In Indonesia, three pay-to-use cable services carry Australia Plus.  They get it free.  The ABC says it is ‘available to three million people in Indonesia.’ This means the number who pay for access to networks each offering 50 or more channels.

We are the closest Western nation to Indonesia with the ability to present a different perspective in the media jungle of Southeast Asia.

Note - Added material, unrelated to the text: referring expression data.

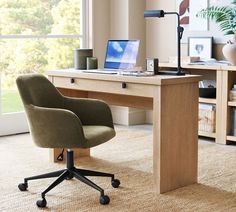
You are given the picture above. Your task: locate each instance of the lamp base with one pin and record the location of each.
(173, 73)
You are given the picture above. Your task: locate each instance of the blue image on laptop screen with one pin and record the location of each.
(121, 54)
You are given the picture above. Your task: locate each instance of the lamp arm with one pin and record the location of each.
(180, 31)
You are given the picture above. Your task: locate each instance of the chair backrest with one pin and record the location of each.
(37, 90)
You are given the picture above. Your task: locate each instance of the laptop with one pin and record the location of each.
(120, 55)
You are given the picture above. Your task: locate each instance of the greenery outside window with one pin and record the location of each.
(35, 36)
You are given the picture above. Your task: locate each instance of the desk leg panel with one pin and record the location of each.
(175, 136)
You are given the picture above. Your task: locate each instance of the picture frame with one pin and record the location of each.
(200, 47)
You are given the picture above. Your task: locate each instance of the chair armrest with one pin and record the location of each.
(90, 111)
(55, 128)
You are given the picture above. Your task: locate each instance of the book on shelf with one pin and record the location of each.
(233, 121)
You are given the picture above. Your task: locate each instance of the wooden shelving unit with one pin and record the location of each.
(207, 100)
(233, 104)
(225, 77)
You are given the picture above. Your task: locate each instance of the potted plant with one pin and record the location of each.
(225, 17)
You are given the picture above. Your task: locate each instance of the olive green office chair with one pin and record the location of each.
(57, 121)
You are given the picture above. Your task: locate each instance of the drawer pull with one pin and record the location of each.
(124, 85)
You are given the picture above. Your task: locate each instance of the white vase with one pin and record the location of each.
(229, 51)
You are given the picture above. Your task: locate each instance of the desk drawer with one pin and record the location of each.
(114, 87)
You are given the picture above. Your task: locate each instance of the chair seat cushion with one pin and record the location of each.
(96, 135)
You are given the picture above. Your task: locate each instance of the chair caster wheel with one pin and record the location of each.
(104, 200)
(69, 177)
(115, 183)
(41, 203)
(22, 186)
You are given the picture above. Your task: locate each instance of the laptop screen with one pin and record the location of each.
(121, 54)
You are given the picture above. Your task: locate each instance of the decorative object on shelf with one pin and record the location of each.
(232, 94)
(180, 30)
(229, 51)
(184, 60)
(225, 17)
(207, 89)
(92, 63)
(200, 47)
(206, 118)
(80, 58)
(152, 65)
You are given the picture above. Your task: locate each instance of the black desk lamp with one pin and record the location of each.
(160, 14)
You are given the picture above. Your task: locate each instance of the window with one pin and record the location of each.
(35, 36)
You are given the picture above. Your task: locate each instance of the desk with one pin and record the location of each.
(174, 100)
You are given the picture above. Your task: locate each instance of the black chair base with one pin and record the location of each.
(69, 173)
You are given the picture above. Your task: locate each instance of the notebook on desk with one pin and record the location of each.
(120, 55)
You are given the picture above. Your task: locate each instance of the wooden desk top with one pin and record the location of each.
(150, 80)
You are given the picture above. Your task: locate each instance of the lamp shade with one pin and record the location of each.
(154, 13)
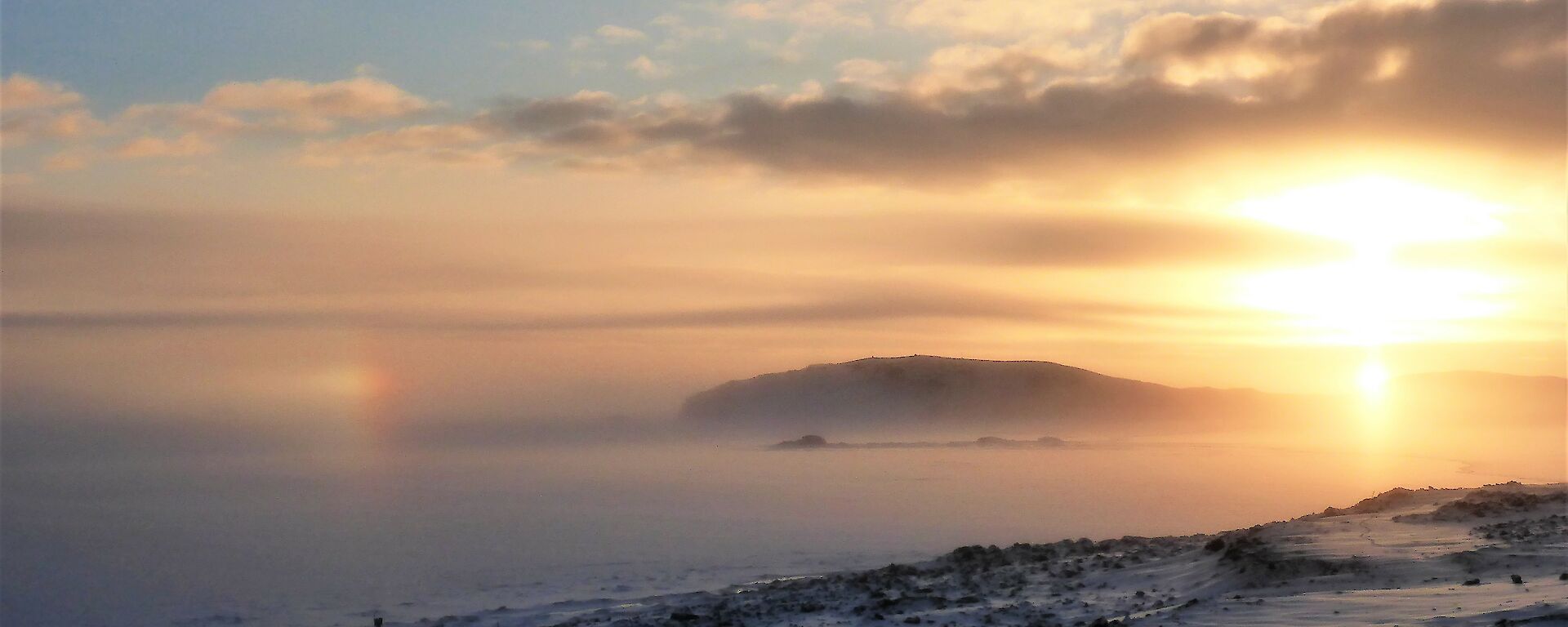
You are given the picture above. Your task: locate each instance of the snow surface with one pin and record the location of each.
(1428, 557)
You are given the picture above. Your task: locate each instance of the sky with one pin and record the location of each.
(405, 212)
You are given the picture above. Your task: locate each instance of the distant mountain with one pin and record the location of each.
(973, 395)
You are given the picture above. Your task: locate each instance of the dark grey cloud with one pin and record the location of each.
(548, 115)
(1476, 74)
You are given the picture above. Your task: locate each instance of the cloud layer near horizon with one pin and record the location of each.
(1477, 74)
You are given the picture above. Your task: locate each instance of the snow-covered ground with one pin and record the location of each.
(1428, 557)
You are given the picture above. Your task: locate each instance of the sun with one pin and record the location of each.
(1371, 298)
(1375, 214)
(1372, 378)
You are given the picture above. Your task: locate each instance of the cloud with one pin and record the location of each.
(452, 145)
(998, 18)
(620, 35)
(38, 124)
(549, 115)
(804, 13)
(154, 146)
(359, 98)
(648, 69)
(35, 109)
(1397, 74)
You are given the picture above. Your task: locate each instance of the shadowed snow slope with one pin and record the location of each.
(1503, 558)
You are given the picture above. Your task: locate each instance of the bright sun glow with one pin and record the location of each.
(1372, 378)
(1371, 298)
(1377, 214)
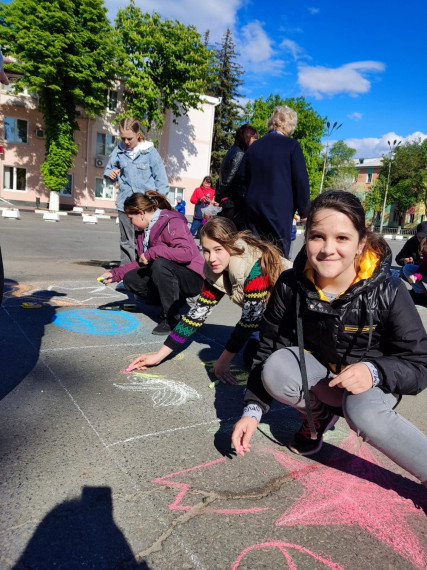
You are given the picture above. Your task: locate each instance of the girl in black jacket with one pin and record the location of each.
(340, 335)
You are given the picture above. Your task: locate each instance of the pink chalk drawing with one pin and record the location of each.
(283, 547)
(185, 487)
(335, 497)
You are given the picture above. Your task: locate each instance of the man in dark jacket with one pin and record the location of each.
(276, 181)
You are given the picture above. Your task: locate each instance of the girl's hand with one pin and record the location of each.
(242, 434)
(108, 278)
(114, 174)
(144, 361)
(356, 378)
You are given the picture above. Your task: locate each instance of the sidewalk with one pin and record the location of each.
(103, 470)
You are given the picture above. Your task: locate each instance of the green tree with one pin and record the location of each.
(66, 54)
(408, 176)
(308, 132)
(165, 65)
(341, 171)
(227, 80)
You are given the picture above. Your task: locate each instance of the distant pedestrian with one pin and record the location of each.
(201, 198)
(362, 341)
(137, 167)
(276, 181)
(230, 189)
(180, 206)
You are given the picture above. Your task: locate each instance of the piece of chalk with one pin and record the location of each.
(31, 305)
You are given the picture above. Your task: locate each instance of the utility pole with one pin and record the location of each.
(392, 148)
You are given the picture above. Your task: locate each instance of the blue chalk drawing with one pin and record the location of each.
(95, 321)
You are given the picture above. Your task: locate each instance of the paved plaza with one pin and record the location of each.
(105, 469)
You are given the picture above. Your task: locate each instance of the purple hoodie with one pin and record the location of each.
(171, 239)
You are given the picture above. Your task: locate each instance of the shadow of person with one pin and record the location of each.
(21, 331)
(80, 533)
(228, 397)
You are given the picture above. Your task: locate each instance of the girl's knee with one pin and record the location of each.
(281, 377)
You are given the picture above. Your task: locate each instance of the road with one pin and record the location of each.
(101, 469)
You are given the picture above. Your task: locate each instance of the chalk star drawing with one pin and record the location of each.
(284, 549)
(334, 497)
(165, 392)
(95, 321)
(185, 487)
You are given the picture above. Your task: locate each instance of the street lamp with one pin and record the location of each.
(392, 148)
(329, 132)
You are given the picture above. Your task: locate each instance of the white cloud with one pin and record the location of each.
(213, 16)
(349, 78)
(355, 116)
(256, 50)
(376, 147)
(297, 51)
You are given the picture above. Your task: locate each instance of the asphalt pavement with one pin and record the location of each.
(104, 469)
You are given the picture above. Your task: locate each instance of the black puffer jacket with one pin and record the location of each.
(374, 321)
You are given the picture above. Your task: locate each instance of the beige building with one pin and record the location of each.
(185, 148)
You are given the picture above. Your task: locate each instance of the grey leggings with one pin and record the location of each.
(370, 414)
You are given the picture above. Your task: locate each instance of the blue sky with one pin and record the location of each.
(360, 63)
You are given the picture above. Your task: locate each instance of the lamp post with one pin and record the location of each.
(392, 148)
(329, 132)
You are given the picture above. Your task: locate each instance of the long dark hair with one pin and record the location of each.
(148, 201)
(349, 205)
(225, 233)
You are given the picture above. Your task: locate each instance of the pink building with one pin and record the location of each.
(185, 148)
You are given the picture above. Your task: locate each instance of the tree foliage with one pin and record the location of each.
(65, 52)
(165, 65)
(226, 82)
(308, 132)
(341, 171)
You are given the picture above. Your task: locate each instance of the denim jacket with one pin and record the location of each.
(145, 172)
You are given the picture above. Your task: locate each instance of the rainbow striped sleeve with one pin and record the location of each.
(255, 296)
(190, 323)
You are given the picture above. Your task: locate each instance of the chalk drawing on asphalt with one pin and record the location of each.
(95, 321)
(284, 548)
(164, 392)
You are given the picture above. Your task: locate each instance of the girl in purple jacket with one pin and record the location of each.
(169, 263)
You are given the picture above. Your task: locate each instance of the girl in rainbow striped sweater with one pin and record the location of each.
(239, 265)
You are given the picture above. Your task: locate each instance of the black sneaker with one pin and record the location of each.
(303, 444)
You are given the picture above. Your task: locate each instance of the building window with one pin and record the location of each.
(104, 189)
(175, 193)
(105, 144)
(67, 190)
(15, 178)
(15, 130)
(112, 100)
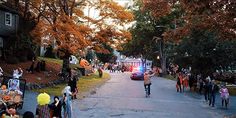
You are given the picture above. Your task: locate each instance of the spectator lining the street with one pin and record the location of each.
(224, 94)
(28, 114)
(73, 85)
(100, 72)
(179, 82)
(31, 68)
(42, 110)
(147, 82)
(56, 107)
(1, 72)
(213, 90)
(67, 103)
(206, 90)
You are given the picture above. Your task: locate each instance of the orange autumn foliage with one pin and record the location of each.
(63, 23)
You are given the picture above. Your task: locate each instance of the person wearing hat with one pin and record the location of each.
(147, 82)
(42, 110)
(213, 89)
(67, 103)
(224, 94)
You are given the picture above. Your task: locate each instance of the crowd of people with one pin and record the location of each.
(206, 86)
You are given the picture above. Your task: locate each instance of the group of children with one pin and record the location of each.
(210, 88)
(59, 108)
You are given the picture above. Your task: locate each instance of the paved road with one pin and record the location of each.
(125, 98)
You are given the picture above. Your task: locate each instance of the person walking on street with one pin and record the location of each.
(224, 94)
(67, 103)
(213, 89)
(147, 82)
(179, 82)
(56, 107)
(206, 90)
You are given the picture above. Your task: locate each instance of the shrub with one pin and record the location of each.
(49, 52)
(12, 60)
(23, 58)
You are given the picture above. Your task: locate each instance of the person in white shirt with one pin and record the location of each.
(1, 72)
(17, 73)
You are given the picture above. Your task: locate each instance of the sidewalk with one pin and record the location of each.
(218, 108)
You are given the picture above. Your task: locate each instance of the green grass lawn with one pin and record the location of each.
(85, 85)
(232, 90)
(58, 61)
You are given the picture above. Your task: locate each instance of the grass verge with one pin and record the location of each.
(57, 61)
(86, 85)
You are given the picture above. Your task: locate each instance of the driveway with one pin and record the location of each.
(125, 98)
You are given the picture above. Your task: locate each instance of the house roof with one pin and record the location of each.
(7, 9)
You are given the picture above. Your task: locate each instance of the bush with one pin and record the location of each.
(49, 52)
(12, 60)
(23, 59)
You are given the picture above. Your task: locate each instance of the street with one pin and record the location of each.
(125, 98)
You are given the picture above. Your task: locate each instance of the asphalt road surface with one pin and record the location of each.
(121, 97)
(124, 98)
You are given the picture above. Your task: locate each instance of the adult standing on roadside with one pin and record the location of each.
(206, 90)
(56, 107)
(147, 82)
(67, 103)
(213, 89)
(224, 94)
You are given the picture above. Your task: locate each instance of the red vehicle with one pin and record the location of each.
(137, 76)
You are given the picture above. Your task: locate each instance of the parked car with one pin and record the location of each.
(137, 76)
(73, 60)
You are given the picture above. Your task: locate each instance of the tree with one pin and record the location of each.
(205, 52)
(216, 15)
(106, 57)
(147, 34)
(63, 23)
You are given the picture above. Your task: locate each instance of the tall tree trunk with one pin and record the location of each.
(66, 62)
(162, 56)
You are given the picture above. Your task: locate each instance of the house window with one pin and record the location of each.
(8, 19)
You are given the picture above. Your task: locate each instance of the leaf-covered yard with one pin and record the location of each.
(86, 84)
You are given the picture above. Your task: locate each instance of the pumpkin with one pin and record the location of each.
(6, 97)
(3, 87)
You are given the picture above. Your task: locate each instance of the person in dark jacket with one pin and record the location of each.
(206, 90)
(56, 107)
(73, 85)
(213, 89)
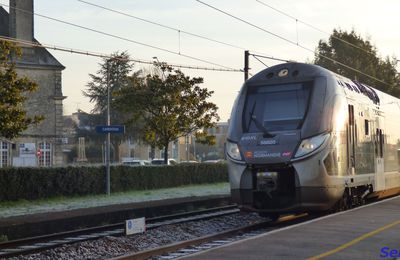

Australia Plus says its mission is ‘to provide a television and digital service that informs, entertains and inspires our audience with an uniquely Australian perspective.’  Note the order of priorities.

Indonesian viewers comparing Australia Plus with presentations from other nations might conclude that we are a poor country offering inconsistent fare, and indifferent to audience needs.

No lack of skills and talent, just lack of political will

This situation may not concern the Government but it appears to worry the ABC. In March this year it made an untitled submission to the Foreign Policy White Paper.
The DFAT document noted the expansion of the BBC World Service and other TV networks into overseas telecasting while reminding DFAT of some original principles: ‘Australia requires a strategy for engagement which enhances mutual understanding and respect and which encourages an exchange of ideas. Establishing strong cultural and social links with international populations will facilitate stronger economic ties and more productive collaboration.’

Perhaps this late prod to conscience might someday get a reaction.  However, so far nothing seems to stir the major parties. They enjoy ABC and SBS excellence at home and offer heart-warming statements about Australia being respected in the region.

If Australia’s overseas TV is supposed to project a robust Western democracy, a creative explorer of art and technology and a leader in education, then Australia Plus is a turn-off. It could be a splendid showcase in Indonesia and the other nations where it is available, spreading Australian news, culture, values and opinions, equal to its international competitors.

We have the skills and talent.  What we lack is political will.

(This article is based on a paper presented at the Indonesia Council Open Conference at Flinders University.)